A major obstacle to attracting this capital is the lack of harmonized bankruptcy laws across the 27 EU member states, which leaves investors uncertain about their ability to recover funds if a business fails.
To inject life into the startup scene, there is a push to harness Europe’s massive private savings. Luxembourg's Prime Minister, Luc Frieden, noted during the Brussels Economic Forum in May that Europe sits on approximately €12 trillion ($13.6 trillion) in household savings, yet most of this capital flows into real estate and government bonds rather than startup investments. In response, the European Commission has launched the Savings and Investment Union, a rebranding of the Capital Markets Union.
While the goal of integrating European capital markets has existed for a long time, it has seen limited success due to member states' reluctance to relinquish control over their financial markets. There is now hope that shifting geopolitics, concerns regarding the reliability of the US as a partner, and the necessity for European self-reliance will provide enough pressure for EU members to finally set aside their differences.

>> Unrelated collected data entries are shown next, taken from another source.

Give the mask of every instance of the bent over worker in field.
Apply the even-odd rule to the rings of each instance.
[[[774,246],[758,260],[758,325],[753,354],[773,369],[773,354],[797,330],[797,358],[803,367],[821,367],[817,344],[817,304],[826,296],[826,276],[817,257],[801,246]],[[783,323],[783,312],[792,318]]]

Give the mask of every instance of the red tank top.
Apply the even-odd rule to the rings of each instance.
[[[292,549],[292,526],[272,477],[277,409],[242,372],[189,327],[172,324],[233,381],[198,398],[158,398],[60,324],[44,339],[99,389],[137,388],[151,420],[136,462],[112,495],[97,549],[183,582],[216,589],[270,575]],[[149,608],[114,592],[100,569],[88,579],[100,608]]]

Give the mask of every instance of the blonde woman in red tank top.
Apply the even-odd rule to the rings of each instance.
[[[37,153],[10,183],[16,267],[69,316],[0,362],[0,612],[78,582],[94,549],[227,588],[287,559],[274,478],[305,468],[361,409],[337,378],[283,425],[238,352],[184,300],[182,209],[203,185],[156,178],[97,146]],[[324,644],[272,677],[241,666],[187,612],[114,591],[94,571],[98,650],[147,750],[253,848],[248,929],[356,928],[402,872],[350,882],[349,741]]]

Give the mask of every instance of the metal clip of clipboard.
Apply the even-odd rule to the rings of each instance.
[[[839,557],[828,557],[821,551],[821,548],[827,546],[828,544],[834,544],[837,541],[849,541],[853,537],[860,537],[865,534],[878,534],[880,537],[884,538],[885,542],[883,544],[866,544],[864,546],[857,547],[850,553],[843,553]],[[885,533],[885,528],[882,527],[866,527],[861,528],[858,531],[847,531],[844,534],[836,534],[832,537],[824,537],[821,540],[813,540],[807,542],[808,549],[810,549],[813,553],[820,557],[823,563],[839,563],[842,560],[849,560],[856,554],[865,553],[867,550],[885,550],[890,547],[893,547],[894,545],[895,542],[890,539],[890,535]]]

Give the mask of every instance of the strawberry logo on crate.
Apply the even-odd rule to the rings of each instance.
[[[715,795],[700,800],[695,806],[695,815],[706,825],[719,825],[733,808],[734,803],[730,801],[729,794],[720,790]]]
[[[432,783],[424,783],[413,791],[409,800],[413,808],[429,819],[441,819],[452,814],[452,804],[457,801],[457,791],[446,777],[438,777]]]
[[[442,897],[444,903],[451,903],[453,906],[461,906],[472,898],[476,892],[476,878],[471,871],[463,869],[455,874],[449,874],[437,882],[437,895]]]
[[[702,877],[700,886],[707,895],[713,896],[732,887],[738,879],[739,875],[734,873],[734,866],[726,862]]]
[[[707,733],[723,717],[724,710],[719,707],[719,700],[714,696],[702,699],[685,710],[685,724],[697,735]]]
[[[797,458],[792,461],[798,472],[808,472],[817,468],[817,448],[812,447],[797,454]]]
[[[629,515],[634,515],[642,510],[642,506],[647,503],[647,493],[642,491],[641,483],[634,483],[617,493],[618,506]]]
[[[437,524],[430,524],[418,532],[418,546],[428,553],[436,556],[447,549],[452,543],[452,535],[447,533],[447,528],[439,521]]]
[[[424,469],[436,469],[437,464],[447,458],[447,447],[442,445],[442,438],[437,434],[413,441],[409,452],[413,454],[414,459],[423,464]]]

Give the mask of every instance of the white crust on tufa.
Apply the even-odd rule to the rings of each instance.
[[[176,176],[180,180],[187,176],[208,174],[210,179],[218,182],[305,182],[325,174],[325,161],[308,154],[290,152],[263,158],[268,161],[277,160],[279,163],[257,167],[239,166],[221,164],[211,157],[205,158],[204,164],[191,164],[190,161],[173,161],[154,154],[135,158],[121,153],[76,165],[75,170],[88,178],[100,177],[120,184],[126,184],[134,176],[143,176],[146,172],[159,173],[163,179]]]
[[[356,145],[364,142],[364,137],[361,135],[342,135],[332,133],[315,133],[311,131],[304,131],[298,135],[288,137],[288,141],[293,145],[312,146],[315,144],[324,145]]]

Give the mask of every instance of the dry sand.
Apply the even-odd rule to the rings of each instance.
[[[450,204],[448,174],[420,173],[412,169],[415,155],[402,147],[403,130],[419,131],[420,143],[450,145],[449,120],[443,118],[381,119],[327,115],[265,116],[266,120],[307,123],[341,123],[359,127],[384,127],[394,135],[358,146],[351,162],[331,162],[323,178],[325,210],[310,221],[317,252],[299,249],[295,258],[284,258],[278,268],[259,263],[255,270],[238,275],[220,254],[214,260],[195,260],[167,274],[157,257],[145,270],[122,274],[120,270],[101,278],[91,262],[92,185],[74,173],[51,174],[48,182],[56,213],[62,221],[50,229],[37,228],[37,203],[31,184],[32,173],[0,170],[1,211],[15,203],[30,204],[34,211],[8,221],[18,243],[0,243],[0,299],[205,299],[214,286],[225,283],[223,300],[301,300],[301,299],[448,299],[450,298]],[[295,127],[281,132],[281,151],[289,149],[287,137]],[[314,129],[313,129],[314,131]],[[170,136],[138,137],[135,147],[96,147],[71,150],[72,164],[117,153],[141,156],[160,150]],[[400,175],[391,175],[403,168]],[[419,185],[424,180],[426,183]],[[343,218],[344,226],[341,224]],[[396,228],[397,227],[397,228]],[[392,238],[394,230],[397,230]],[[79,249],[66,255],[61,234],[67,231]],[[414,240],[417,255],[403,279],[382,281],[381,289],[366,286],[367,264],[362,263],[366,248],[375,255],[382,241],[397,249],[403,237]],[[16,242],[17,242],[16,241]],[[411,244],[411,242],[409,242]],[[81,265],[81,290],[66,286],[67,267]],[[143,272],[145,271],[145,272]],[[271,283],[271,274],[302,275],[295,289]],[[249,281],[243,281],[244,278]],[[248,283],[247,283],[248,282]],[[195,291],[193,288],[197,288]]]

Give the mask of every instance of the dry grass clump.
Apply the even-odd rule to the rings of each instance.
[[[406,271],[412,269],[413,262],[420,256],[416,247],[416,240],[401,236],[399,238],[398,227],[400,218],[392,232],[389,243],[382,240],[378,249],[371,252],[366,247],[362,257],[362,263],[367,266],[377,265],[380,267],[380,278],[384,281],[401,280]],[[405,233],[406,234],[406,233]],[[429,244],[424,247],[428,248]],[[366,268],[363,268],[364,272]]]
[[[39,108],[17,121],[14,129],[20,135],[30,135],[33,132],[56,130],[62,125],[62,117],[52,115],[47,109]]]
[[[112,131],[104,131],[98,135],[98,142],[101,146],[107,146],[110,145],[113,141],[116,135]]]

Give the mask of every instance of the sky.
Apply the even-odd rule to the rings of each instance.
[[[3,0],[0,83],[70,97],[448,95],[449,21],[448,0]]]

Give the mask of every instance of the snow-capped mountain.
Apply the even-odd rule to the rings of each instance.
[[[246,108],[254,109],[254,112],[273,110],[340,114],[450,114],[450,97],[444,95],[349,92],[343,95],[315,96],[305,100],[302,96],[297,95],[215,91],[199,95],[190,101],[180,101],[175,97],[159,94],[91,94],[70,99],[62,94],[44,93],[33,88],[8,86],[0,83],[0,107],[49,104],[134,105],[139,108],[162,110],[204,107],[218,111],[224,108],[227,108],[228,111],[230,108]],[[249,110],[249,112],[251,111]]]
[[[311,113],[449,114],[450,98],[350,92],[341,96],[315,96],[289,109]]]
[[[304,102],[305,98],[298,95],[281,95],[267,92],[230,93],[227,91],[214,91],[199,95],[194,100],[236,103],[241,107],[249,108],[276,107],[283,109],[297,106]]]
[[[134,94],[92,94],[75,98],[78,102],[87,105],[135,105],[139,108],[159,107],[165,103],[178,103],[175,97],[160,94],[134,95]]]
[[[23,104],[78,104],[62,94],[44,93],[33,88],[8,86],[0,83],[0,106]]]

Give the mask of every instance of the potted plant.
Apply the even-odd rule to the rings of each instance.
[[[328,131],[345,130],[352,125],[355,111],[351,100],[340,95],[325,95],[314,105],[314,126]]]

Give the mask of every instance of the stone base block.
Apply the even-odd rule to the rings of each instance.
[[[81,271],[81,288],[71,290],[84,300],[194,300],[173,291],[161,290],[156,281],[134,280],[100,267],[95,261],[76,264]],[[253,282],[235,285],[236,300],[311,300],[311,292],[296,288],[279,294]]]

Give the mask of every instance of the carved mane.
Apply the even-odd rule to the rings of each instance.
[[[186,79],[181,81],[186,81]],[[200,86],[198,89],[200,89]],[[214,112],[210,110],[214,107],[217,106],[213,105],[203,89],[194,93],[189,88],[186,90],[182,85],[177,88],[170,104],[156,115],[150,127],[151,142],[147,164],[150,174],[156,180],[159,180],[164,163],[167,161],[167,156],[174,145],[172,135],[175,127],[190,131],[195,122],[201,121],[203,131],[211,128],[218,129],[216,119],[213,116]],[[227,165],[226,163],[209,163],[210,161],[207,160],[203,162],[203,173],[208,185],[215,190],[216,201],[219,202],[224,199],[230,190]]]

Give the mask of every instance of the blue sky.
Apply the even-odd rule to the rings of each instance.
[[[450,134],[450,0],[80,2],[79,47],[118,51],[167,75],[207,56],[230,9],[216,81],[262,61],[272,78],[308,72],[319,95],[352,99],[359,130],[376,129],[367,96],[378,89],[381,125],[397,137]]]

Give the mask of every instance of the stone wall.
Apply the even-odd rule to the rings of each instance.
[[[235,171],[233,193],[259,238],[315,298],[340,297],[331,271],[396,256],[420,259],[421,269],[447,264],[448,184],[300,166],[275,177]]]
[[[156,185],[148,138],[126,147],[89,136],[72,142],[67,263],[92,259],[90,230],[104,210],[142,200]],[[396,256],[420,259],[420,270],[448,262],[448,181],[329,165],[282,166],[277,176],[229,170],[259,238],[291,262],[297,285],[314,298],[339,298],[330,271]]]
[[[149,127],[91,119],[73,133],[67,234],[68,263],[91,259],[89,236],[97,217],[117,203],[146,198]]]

Aghion also proposes a bold structural change modeled after the US Defense Advanced Research Projects Agency (DARPA), which played a pivotal role in developing technologies like the internet and GPS. He suggests that France and Germany could take the lead in establishing a joint European DARPA, which other countries could then join. As a self-described "fighting optimist" regarding AI, Aghion also offers a stern warning for European politicians.
He stresses that to manage the destructive potential of AI, Europe must prioritize education and the retraining of workers who lose their jobs. Without robust social security and education systems, he warns that AI could create significant frustration and unhappiness, leading to a high risk of long-term populism.
"I believe there will be a demand for a more ethical AI, an AI that avoids some dangers," he said. "People want to be protected. To have some regulations will make us even more attractive."
"Bankruptcy laws are very important for investors. They want to know whether or not they can get their money back if a business fails. But these laws vary a lot between EU member states," Schörner told DW's German-language business podcast "Wirtschaft im Gespräch."